Cultivating Hope: How one Palestinian woman transformed her business due to COVID-19

 Palestine (West Bank/Gaza)
 Economic Development
 4th Dec 2020

For many mothers in Palestine, the lockdown was not a pleasant experience. Overburdened with endless house chores, child care, psychological and emotional pressure and homeschooling most women did not find time to do anything for themselves. Bayan Farraj a married mother of three, from Ramallah was not so different. However, she had other responsibilities that motivated her to create time for herself and her small business “Allure by Bayan”, a natural beauty products business. The pharmacist by training who studied medicinal manufacturing for her masters, planned well for her business which she started with support through OBADER[1] project and expected that it will allow her to practice what she studied and fulfil her passion.

The COVID-19 pandemic has and will continue to disproportionately affect women and girls. Globally, evidence shows that women entrepreneurs are struggling. In a recent survey of women entrepreneurs, 93% of respondents had already been negatively impacted by COVID-19, and 4% haven’t yet been impacted but think they will be in the future. Of those already impacted, 44% have ceased operations temporarily and 3% have ceased operations permanently[2].  A similar pattern is reported in Palestine, where 95% of Palestinian women reported that their businesses were being negatively impacted by the COVID-19 Pandemic.[3]

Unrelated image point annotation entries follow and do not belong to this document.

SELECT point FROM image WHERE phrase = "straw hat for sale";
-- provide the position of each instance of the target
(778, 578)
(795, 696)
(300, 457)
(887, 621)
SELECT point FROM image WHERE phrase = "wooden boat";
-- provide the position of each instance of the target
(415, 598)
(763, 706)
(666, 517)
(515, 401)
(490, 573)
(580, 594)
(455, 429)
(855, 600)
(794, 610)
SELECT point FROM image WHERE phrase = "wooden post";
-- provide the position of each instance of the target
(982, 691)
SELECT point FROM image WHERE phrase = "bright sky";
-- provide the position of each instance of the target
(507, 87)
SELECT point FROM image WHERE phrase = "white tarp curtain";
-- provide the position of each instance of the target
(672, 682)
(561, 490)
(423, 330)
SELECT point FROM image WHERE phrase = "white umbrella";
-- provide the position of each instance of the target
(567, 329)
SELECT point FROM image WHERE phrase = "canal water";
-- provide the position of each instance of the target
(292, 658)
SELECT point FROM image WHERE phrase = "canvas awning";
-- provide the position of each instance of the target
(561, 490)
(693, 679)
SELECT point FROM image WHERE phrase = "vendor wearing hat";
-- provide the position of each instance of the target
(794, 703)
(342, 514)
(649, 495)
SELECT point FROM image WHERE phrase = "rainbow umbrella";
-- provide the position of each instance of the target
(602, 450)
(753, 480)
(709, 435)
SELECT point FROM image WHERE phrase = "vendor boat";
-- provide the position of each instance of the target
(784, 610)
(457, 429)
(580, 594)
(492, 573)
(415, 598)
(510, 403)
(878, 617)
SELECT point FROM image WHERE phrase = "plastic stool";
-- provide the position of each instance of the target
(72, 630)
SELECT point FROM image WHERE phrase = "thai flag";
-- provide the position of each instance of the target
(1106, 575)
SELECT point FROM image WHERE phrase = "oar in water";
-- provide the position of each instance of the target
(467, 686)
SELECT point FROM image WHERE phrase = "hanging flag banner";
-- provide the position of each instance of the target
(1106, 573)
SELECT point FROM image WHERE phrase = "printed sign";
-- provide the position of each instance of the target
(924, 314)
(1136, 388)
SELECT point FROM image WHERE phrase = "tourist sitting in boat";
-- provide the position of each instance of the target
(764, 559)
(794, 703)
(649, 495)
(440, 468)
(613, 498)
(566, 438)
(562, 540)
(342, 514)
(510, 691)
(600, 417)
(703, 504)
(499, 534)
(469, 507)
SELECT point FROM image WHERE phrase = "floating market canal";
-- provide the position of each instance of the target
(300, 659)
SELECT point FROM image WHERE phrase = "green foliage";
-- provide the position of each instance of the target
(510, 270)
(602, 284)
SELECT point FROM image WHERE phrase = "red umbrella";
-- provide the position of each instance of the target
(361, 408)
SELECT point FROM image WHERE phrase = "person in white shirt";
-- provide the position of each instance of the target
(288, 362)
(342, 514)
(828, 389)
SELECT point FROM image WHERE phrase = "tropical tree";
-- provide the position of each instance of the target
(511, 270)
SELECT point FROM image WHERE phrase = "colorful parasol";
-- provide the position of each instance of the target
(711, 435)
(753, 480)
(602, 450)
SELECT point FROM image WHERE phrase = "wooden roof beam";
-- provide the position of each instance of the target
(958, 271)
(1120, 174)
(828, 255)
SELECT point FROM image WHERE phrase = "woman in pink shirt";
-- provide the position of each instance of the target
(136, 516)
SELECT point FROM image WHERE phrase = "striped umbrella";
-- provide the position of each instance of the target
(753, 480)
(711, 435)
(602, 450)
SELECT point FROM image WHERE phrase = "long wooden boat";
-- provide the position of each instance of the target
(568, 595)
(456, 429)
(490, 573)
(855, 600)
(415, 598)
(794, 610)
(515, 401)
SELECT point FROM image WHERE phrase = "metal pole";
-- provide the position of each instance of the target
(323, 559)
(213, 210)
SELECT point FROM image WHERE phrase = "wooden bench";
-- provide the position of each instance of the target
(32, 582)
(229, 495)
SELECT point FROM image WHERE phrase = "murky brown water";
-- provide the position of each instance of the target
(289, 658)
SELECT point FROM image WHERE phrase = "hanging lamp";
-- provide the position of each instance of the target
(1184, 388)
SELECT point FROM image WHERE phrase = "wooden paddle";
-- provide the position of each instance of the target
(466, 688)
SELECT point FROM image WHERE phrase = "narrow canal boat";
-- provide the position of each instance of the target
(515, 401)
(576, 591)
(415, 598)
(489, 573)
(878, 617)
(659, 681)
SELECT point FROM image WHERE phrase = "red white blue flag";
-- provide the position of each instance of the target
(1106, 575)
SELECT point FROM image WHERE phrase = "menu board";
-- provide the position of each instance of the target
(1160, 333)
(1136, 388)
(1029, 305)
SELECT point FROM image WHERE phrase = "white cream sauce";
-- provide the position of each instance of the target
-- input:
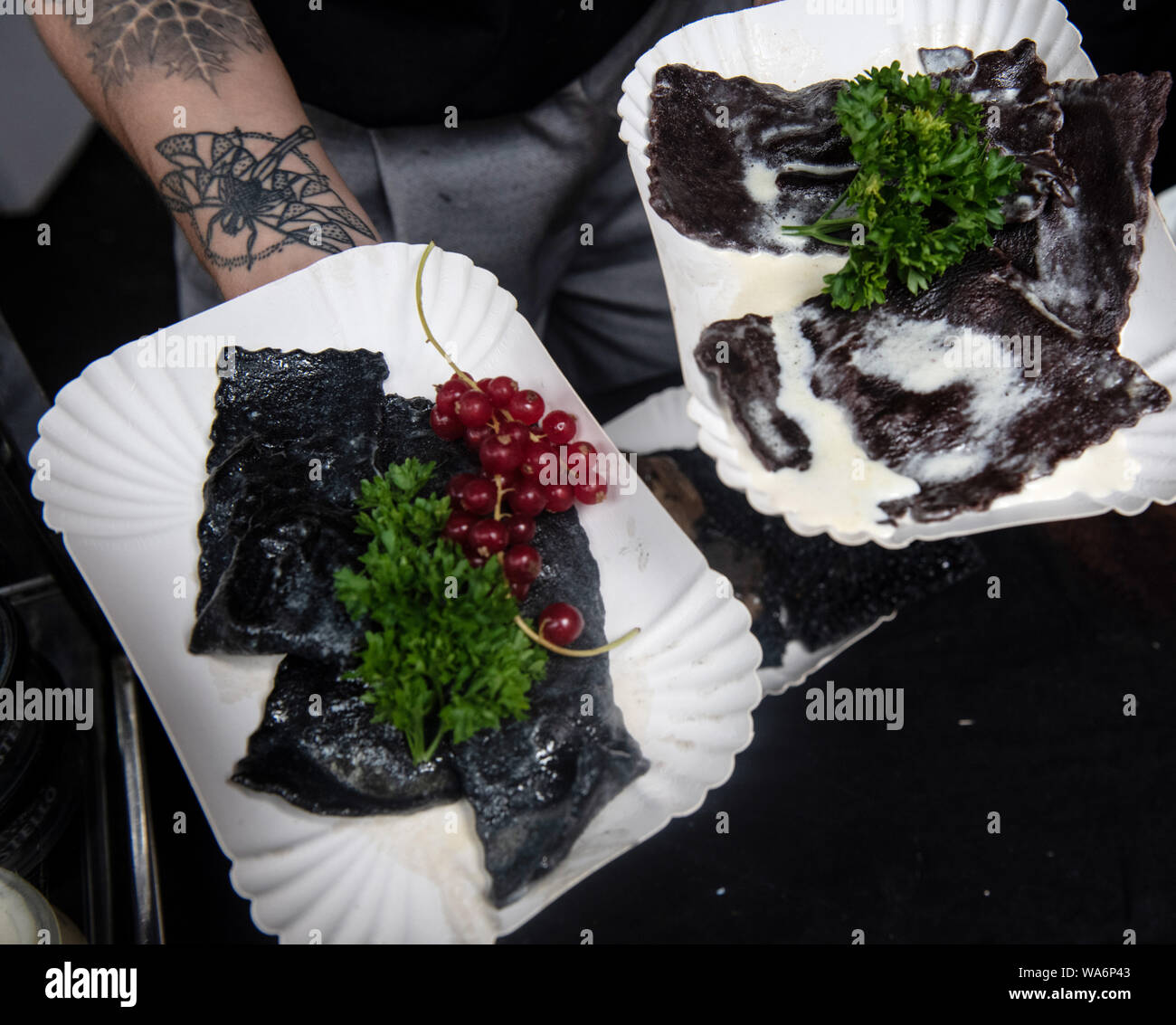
(843, 489)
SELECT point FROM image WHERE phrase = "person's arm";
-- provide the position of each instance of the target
(195, 93)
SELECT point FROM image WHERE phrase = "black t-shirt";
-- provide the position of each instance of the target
(381, 63)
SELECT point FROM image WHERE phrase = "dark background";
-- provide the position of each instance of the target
(834, 827)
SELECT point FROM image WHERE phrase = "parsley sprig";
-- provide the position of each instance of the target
(443, 655)
(927, 192)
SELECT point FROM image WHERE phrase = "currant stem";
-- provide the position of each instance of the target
(583, 652)
(424, 323)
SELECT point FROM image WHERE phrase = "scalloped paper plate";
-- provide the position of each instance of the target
(120, 470)
(794, 43)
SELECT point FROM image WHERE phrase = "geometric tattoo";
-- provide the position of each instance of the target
(188, 38)
(248, 195)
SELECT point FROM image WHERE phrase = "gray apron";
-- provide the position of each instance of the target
(512, 193)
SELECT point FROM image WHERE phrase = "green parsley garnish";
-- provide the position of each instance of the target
(443, 654)
(927, 192)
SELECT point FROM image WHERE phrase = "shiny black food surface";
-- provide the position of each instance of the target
(279, 521)
(806, 589)
(1051, 295)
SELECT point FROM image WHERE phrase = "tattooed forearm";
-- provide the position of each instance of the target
(193, 39)
(248, 195)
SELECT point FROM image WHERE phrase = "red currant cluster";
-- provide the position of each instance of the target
(514, 442)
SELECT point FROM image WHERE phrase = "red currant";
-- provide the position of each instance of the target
(477, 435)
(520, 529)
(592, 494)
(500, 391)
(533, 460)
(528, 498)
(560, 623)
(560, 498)
(526, 405)
(559, 427)
(517, 432)
(487, 536)
(457, 482)
(500, 454)
(473, 408)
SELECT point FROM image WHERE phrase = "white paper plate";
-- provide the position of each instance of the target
(794, 43)
(661, 422)
(124, 452)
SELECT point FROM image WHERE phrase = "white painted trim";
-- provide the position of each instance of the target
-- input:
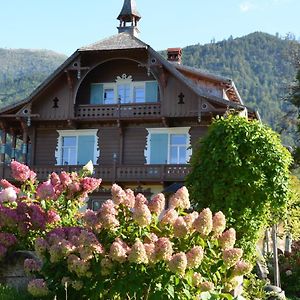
(124, 79)
(169, 131)
(76, 132)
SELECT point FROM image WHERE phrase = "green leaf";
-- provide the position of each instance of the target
(171, 291)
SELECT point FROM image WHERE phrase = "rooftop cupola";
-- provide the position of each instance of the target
(129, 17)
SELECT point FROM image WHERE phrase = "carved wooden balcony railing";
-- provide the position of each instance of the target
(118, 111)
(116, 173)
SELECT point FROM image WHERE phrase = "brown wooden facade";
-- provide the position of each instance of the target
(186, 98)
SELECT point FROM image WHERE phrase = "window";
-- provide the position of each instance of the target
(178, 148)
(77, 147)
(139, 94)
(168, 146)
(69, 149)
(123, 91)
(109, 95)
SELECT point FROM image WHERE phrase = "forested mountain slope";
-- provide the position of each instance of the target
(22, 70)
(259, 63)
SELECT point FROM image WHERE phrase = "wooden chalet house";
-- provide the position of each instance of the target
(119, 103)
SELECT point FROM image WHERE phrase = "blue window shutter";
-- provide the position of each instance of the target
(96, 93)
(159, 148)
(86, 146)
(151, 91)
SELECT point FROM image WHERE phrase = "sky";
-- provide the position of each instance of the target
(65, 25)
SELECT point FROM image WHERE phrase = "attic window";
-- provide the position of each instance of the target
(55, 102)
(124, 91)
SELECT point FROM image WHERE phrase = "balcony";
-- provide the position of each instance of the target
(118, 111)
(116, 173)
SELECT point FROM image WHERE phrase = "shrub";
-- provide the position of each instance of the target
(241, 168)
(289, 265)
(35, 208)
(132, 249)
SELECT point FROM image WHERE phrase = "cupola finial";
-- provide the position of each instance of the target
(129, 14)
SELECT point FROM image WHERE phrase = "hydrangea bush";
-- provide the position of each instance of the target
(135, 249)
(34, 208)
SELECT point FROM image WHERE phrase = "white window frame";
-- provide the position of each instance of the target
(120, 80)
(138, 84)
(77, 133)
(110, 86)
(169, 131)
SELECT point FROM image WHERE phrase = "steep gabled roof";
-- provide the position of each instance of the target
(119, 41)
(231, 89)
(125, 40)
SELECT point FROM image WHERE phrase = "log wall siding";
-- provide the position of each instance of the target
(170, 106)
(134, 145)
(197, 132)
(46, 143)
(109, 143)
(44, 104)
(108, 72)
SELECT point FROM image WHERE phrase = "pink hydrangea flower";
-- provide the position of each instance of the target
(65, 178)
(118, 252)
(74, 187)
(32, 176)
(129, 200)
(108, 207)
(53, 216)
(227, 239)
(31, 266)
(194, 257)
(45, 190)
(242, 268)
(90, 184)
(142, 215)
(178, 263)
(196, 279)
(19, 171)
(81, 267)
(180, 228)
(109, 221)
(7, 239)
(163, 249)
(232, 256)
(151, 238)
(169, 217)
(203, 224)
(77, 285)
(180, 199)
(157, 204)
(106, 266)
(38, 288)
(8, 195)
(219, 223)
(150, 251)
(138, 253)
(140, 200)
(189, 220)
(118, 194)
(54, 179)
(40, 247)
(5, 184)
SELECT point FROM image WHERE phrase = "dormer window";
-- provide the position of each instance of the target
(124, 91)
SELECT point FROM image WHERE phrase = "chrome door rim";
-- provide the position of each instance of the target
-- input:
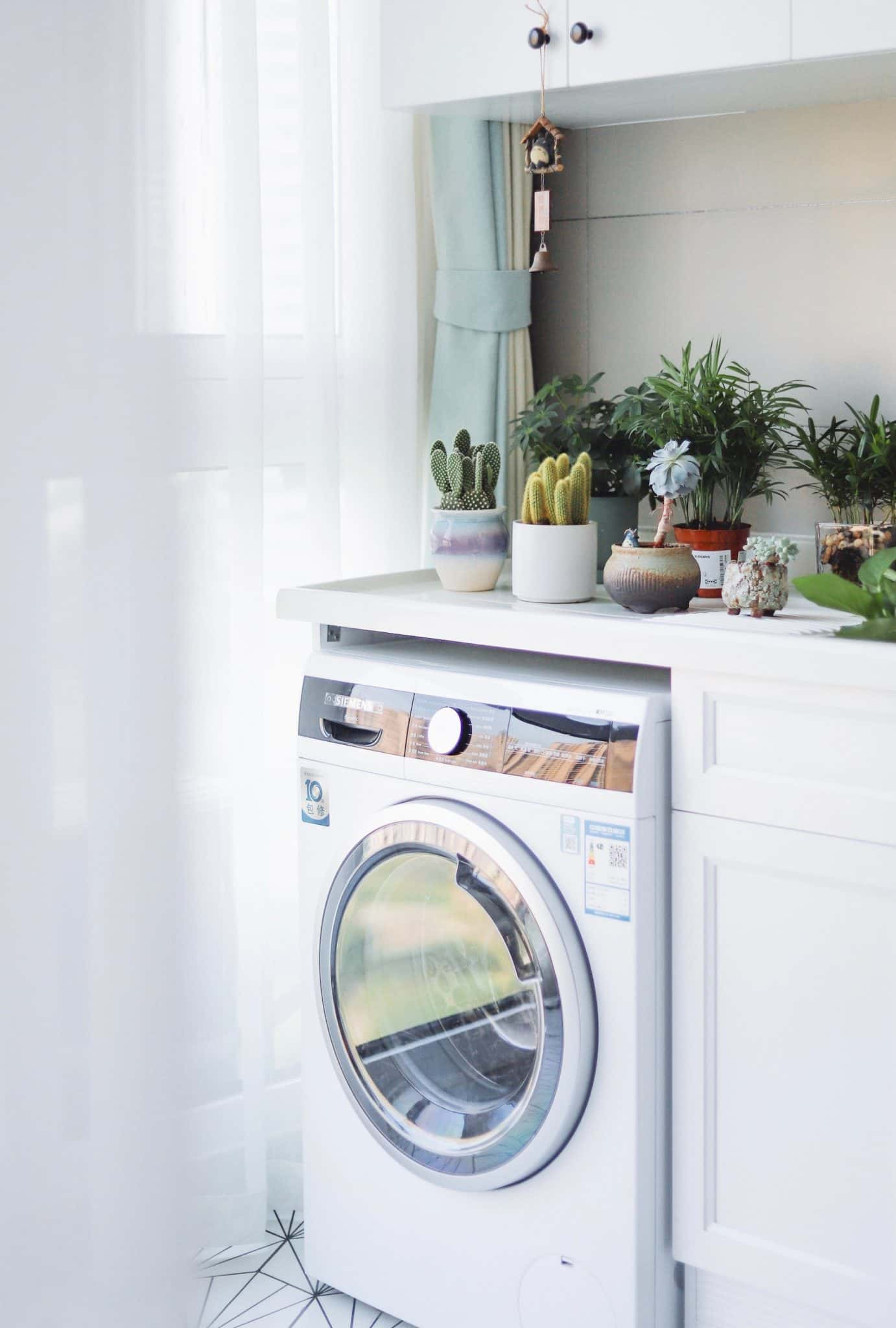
(556, 1093)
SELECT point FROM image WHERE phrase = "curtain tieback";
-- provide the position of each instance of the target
(485, 302)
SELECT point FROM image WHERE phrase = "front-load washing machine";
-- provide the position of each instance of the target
(485, 910)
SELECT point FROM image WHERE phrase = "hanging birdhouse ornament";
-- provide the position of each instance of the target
(543, 157)
(542, 147)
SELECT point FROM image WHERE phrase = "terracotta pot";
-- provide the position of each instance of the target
(713, 550)
(647, 579)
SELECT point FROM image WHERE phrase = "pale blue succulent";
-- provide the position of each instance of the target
(674, 472)
(766, 549)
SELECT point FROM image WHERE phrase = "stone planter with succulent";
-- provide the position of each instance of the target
(555, 545)
(738, 434)
(759, 584)
(659, 575)
(467, 537)
(567, 416)
(853, 466)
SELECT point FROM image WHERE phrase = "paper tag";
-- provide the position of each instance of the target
(315, 798)
(608, 870)
(712, 566)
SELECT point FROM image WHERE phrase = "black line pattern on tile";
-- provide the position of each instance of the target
(276, 1302)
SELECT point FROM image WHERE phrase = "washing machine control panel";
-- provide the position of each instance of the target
(454, 732)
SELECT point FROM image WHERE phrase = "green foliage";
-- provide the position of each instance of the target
(737, 429)
(851, 466)
(874, 599)
(566, 416)
(556, 494)
(466, 477)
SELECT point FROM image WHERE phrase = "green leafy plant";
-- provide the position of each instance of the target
(874, 598)
(567, 415)
(851, 465)
(466, 477)
(737, 429)
(556, 494)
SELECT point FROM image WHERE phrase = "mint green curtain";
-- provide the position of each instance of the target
(478, 302)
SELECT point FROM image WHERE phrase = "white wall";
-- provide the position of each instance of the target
(775, 230)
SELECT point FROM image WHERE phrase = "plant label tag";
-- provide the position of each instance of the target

The lockdown came as a surprise to Bayan who was preparing for one of her best marketing seasons. She said: “I prepared some beautiful arrangements of my products for Mother’s Day, none were sold.” With the fear that she will lose her small investment, Bayan was quick to react.” I reactivated my Instagram page, advertised my products and spent more time talking to clients about their value.” Many businesses faced similar situations either by cancelling existing purchasing orders, losing customers, or inability to sell existing stock. During the lockdown, she continued to sell products through her social media. Her husband supported her in delivering some items in Ramallah. While under lockdown, she invested in producing items that will require some time to dry like soap. She experimented in new products to be ready when the markets open.

The lockdown was an opportunity for Bayan to learn and develop new skills, expand online network and spend more time discussing the quality of her work with clients on social media. Bayan said: “The lockdown was a golden opportunity for me to develop new products and test them.” She had time to research and experiment with these products and will have them ready to promote as soon as the lockdown is over.

While it was never easy, Bayan tried different approaches to ensure marketing even with a smaller margin of profit providing special offers and delivering inside Ramallah. Her all-natural products, which are usually more expensive were sold for the same price as regular products. For her Staying in the market and keeping the confidence her clients was a coping strategy.

Digital and online marketing became more important for women entrepreneurs across the world during the pandemic. Palestinian women had to develop their skills, start engaging online with customers and use their social media pages to sell products. They’ve also been offering virtual consultations to clients who want to know more about a product before purchasing. In Palestine, online marketing is still limited to social media options. Delivering goods is also limited and depends on then women or their family members. While there are many capacities to be developed and policies and regulations to be put in place to ensure proper and effective online marketing, the fact that women like Bayan are using the options available to them is encouraging and promising.

Bayan never gave up and adopted different coping mechanisms including selling products locally and with smaller margin of profit, distributing free samples and building new local clientele, and finding new marketing strategies and techniques, including using online and digital marketing

Women entrepreneurs like Bayan will be essential for the economic recovery of households, communities and sectors during COVID-19 pandemic recovery and after. However, thinking outside the box will always be limited by systemic barriers including access to finance, ability to market products, social norms and level of awareness and capacities. Since no one knows when this period will end, there is a need for extra support of these women from the authorities, chambers of commerce and other stakeholder to ensure that they can stay in the market. Having an enabling organization to support them and enable them to network and learn from each other is very important. Such an organization can identify common needs and trends and address them collectively. While the women found some ways to engage with their customers over social media, they still need to master digital marketing and understand the legal and policy framework surrounding it. Access to technology goes beyond the use of social media platforms. In a post-COVID-19 stage, mastering new technologies and digital marketing will be crucial for any successful business.


[1]"Women and Youth Entrepreneurs Leading Change - OBADER " which is implemented by CARE International (WBG)in close cooperation with the Ministry of National Economy and funded by the Government of Canada for four years 2018-2022, in partnership with the Business Women Forum and the Center for Continuing Education at Birzeit University in the West Bank, and Save Youth Future Society and Small Enterprises Center in the Gaza Strip. OBADER aims to enhance the economic empowerment and increase the prosperity of low-income women and/or female and male youth as entrepreneurs and employees in central (including Nablus) and south of West Bank and Gaza (WBG).